Understandably, many institutions today operate with greater caution around teacher-student relationships than in previous generations. These changes represent necessary and long overdue progress. At the same time, informal mentorship and human connection can sometimes require more careful navigation within modern institutional settings, particularly in the uniquely personal environment of one-to-one teaching.

Yet music has never historically been transmitted transactionally. Great artistic traditions were built through trust, observation, collaboration and long-term mentorship. Young musicians learnt not only how to play, but how to behave and live inside the profession.

Healthy safeguarding should not result in emotional coldness. In fact, I would argue the opposite: good safeguarding is what allows healthy trust and mentorship to exist safely and transparently in the first place.

One of the biggest challenges facing conservatoires today is that many young musicians are profoundly isolated. In principal study disciplines especially, it is not unusual for students to spend five or six hours a day practising alone in small rooms, often while navigating intense self-criticism and comparison alongside the ordinary uncertainties of early adulthood.

At the Scandinavian Cello School, where many young musicians live together for extended periods of time and where musical teaching naturally overlaps with a strong pastoral responsibility, I have increasingly seen how much artistic growth happens outside formal lessons altogether. Some of the most important conversations I have ever had with students did not happen in teaching rooms, but after difficult competitions, during long car journeys, while cooking meals together, or simply while navigating the ordinary realities of working together on our farm.

Simultaneously, over my last two years at Royal Northern College of Music, I have often found myself thinking about how elements of that same sense of community, trust and openness might exist within a modern conservatoire environment while fully respecting the safeguarding structures and professional boundaries rightly expected today.

I am also aware that approaches centred around warmth, informality and community can sometimes require time and trust to develop within institutional settings. Yet over time, within my own class of thirteen wonderful young cellists, I feel we have gradually built an atmosphere of trust, humour, support and honesty that makes me genuinely excited to travel over and spend three days each week teaching in Manchester.

Just as importantly, I increasingly believe that healthy musical environments extend beyond the individual teacher-student relationship.
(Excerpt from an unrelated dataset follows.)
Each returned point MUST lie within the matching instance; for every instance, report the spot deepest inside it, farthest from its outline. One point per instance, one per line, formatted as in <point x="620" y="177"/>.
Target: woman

Through studio classes, shared projects and activities outside individual lessons, students begin to support one another artistically and personally as peers – something that feels increasingly important in a profession that can otherwise become extremely isolating.

In my experience, environments like this create trust, openness, and confidence – all essential for artistic growth.

I fundamentally believe that conservatoires benefit from thinking more holistically about what elite training actually means in modern music education. Technical excellence will always remain central. But perhaps institutions should also place equal value on mentorship culture, community-building, collaboration, mental wellbeing and preparing students for sustainable artistic lives beyond graduation.

The future of conservatoire education lies not in returning to older, unchecked models of authority, nor in retreating into professional distance and risk-aversion, but in building something more mature: environments where safeguarding, accountability, mentorship, warmth and artistic excellence are not seen as contradictions, but as parts of the same responsibility.

After all, young musicians will rarely remember only what we taught them technically. They will also remember the environments we created around them – and whether those environments allowed them to grow not only as artists, but as people.

If we want the future of classical music to be more open, respectful, collaborative and humane, then those values must be lived and modelled within education itself. The environments young musicians experience during their training inevitably shape the kind of profession they later help create.